Govt looking at measures to check illicit fund outflows

December 14, 2010 11:31 pm | Updated 11:31 pm IST - KOLKATA:

The Central Government is worried over the rise in illicit fund outflows occurring primarily on account of trade mispricing, Revenue Secretary Sunil Mitra said seeking greater responsibility on the part of corporate behaviour, adding that the Government was looking at measures to check the trend.

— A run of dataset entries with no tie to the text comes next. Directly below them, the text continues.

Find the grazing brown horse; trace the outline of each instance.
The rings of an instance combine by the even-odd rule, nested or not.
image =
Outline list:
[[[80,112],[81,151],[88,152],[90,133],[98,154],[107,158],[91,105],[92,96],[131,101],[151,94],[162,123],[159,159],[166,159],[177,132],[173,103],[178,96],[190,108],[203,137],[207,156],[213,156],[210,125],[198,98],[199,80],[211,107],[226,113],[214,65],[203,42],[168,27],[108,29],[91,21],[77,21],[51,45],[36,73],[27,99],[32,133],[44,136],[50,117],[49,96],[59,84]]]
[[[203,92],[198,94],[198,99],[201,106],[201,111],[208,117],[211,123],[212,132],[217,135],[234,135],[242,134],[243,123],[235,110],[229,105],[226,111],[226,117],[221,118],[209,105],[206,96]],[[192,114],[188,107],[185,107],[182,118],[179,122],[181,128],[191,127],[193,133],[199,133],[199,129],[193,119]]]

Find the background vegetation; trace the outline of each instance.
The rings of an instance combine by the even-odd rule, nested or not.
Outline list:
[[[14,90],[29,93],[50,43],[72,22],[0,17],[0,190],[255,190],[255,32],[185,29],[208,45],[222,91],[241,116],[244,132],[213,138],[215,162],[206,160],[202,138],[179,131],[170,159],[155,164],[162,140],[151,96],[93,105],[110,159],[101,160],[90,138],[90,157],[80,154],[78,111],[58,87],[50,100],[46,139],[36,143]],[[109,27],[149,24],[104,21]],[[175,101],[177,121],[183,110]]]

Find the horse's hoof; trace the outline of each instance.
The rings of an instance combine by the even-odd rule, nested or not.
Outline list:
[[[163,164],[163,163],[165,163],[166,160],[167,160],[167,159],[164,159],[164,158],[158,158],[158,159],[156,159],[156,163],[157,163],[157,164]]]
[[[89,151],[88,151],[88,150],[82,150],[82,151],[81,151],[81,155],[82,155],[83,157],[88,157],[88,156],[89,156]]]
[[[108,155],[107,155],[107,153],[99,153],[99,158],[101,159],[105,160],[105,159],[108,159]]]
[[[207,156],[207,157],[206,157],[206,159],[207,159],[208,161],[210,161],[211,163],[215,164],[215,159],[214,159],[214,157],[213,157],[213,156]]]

Addressing the national executive of the Federation of Indian Chambers of Commerce and Industry (FICCI), he said that there was an unmistakable trend showing that the Indian private sector had shifted away from bank deposits to OFCs (other financial corporations). The share of Indian OFC deposits increased from 36.4 per cent of total deposits in 1995 to 54.2 per cent in 2009. The increasing recourse to OFC deposits relative to the banking system was a matter of concern, he said, noting that currently over 60 per cent of global trade was handled by MNCs. Quoting a recently-released report of Global Financial Integrity, a Washington-based think-tank, Mr. Mitra said that the report highlighted that the share of illicit flows from India increased from 0.5 per cent of gross domestic product (GDP) to 2.4 per cent over a four-year period beginning 2000, at a time when flows from China dropped.

He pointed out that the provisions of Advance Pricing Agreement proposed in the DTC would ensure proper bench-marking and stability in the transfer pricing regime.

The government has created 10 overseas income tax units and two of these, in Mauritius and Singapore have already become operational. These offices will be dedicated towards exchange of information and assistance in rapidly taking forward resolution of tax disputes and also assistance in transfer-pricing cases.

On the tax collection front, the revenue secretary said that the negative or moderate growth clocked by 50 per cent of the individual industry sectors was an area of concern although the remaining half had done extremely well. “It is worrisome that the sectors not doing well represent the labour-intensive sectors,” he said.

He said that the significant increase in tax revenues and the corresponding growth in budgetary support availability warrant a phased return to sector-specific promotion programmes being formulated by domain experts and operated transparently through their budgets under administration and “not through tweaking fiscal policy as we have done over the years,” Mr. Mitra said.